Subject: Re: More on the gui install thing.
To: Erik E. Fair <fair@clock.org>
From: Jonathan Stone <jonathan@DSG.Stanford.EDU>
List: current-users
Date: 07/10/1998 11:36:42
>It's easy to do a GUI if you constrain the environment sufficiently that
>you can count on various elements to always be there. Alas, we are in no
>position to do that - most often, the hardware is already there, and we
>take it as it is.

[snip]

>However, that said, I don't think it would be a bad thing to attempt a
>friendlier "GUI" install, subject to particular constraints (e.g. RAM
>minima, CD-ROM drive required, limited set of displays, cards, keyboards,
>mice supported, etc) on specific platforms that are capable of that.
>Perhaps we can find a way to make it work across more than one platform.
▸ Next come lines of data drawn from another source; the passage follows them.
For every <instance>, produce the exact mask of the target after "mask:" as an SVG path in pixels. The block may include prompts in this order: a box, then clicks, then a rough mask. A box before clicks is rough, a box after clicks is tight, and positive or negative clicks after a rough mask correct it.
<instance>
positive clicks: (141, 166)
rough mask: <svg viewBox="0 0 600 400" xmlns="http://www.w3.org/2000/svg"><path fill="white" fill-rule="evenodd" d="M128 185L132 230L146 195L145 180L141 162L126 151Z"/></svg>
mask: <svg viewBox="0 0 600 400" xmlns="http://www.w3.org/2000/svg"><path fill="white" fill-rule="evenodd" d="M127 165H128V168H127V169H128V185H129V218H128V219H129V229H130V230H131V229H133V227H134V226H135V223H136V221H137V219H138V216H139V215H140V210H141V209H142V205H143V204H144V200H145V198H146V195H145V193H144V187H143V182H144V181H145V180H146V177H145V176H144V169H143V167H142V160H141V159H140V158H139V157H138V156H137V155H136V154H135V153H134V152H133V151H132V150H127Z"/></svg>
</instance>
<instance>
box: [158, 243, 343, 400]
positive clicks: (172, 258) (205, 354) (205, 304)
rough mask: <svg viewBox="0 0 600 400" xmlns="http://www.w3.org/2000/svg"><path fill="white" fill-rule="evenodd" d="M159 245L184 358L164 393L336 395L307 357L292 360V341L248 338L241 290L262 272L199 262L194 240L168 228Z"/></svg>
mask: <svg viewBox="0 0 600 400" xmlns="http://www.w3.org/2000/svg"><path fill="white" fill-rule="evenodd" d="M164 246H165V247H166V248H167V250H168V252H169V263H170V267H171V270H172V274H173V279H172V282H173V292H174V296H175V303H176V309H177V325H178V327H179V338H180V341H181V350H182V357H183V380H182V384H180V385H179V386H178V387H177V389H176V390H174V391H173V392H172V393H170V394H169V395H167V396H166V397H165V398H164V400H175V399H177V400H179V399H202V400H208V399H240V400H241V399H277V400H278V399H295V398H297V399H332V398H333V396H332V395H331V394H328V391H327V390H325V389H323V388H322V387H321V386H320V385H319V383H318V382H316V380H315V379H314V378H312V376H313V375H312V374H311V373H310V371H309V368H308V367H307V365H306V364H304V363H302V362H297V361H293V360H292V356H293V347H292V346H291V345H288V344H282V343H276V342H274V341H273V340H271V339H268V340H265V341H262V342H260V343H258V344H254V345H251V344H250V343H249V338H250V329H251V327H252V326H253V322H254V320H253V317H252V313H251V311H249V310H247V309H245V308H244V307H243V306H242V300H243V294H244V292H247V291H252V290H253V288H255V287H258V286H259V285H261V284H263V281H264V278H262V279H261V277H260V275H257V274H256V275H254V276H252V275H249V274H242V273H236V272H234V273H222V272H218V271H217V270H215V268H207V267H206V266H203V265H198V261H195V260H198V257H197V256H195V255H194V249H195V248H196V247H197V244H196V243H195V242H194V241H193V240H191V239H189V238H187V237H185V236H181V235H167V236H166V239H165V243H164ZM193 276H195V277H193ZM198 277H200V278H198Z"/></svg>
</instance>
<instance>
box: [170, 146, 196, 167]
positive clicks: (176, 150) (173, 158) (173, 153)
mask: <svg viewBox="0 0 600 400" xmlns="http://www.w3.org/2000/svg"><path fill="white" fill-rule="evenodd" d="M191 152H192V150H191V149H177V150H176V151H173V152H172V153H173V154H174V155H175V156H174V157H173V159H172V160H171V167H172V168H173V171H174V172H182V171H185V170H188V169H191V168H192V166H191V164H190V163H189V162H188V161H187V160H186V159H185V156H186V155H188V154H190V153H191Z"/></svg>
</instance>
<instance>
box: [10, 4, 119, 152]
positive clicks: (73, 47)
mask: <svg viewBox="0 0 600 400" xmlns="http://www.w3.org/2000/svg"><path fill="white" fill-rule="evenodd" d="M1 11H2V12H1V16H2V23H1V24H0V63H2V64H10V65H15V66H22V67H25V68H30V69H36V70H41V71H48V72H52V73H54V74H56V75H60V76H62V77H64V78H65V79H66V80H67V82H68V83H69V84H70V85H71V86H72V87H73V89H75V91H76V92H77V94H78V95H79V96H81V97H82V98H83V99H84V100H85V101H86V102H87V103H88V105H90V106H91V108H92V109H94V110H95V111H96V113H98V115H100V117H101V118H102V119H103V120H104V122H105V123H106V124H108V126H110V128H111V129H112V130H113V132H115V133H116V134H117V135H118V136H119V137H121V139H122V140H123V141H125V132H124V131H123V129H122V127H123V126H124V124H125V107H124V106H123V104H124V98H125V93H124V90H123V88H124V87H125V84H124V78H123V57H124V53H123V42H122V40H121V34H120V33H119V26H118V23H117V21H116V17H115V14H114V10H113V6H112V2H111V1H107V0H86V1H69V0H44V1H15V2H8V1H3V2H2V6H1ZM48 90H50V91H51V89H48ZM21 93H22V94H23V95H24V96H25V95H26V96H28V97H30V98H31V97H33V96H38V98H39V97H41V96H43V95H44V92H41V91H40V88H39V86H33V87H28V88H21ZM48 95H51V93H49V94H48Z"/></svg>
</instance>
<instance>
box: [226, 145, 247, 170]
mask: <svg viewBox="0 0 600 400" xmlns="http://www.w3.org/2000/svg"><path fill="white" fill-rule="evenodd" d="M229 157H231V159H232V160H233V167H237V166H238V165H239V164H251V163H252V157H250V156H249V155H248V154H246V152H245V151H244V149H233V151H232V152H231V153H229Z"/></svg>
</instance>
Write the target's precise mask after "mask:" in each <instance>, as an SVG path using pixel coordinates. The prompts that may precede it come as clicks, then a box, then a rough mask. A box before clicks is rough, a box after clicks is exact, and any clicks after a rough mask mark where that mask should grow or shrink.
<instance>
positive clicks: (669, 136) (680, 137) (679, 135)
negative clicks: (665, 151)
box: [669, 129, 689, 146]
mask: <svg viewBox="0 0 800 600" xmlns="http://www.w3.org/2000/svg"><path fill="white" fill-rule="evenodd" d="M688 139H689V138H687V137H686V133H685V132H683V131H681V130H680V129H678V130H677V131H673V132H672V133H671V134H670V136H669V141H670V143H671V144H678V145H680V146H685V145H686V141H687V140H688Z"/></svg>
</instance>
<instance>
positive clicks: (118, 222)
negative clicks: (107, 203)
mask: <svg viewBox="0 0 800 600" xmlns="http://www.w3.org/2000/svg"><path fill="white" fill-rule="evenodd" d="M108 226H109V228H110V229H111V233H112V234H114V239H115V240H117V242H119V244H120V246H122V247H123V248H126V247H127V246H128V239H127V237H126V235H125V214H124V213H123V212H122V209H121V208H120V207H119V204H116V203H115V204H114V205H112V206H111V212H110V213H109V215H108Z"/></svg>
I think we will always need a text-only install for the non-x86
systems which don't have graphics adaptors of any kind, and for
whatever graphics cards we don't support (perhaps all non-VGA cards,
which rules out almost all the 68k ports right off.)

I don't see offhand how to make a GUI install significantly more
user-friendly than a raw text-only system (as opposed to just
prettier) without maintaining two separate install systems.

Plus, getting fitting even ncurses into the install boot-floppies may
be problematical. What did you have in mind?  It sounds interesting.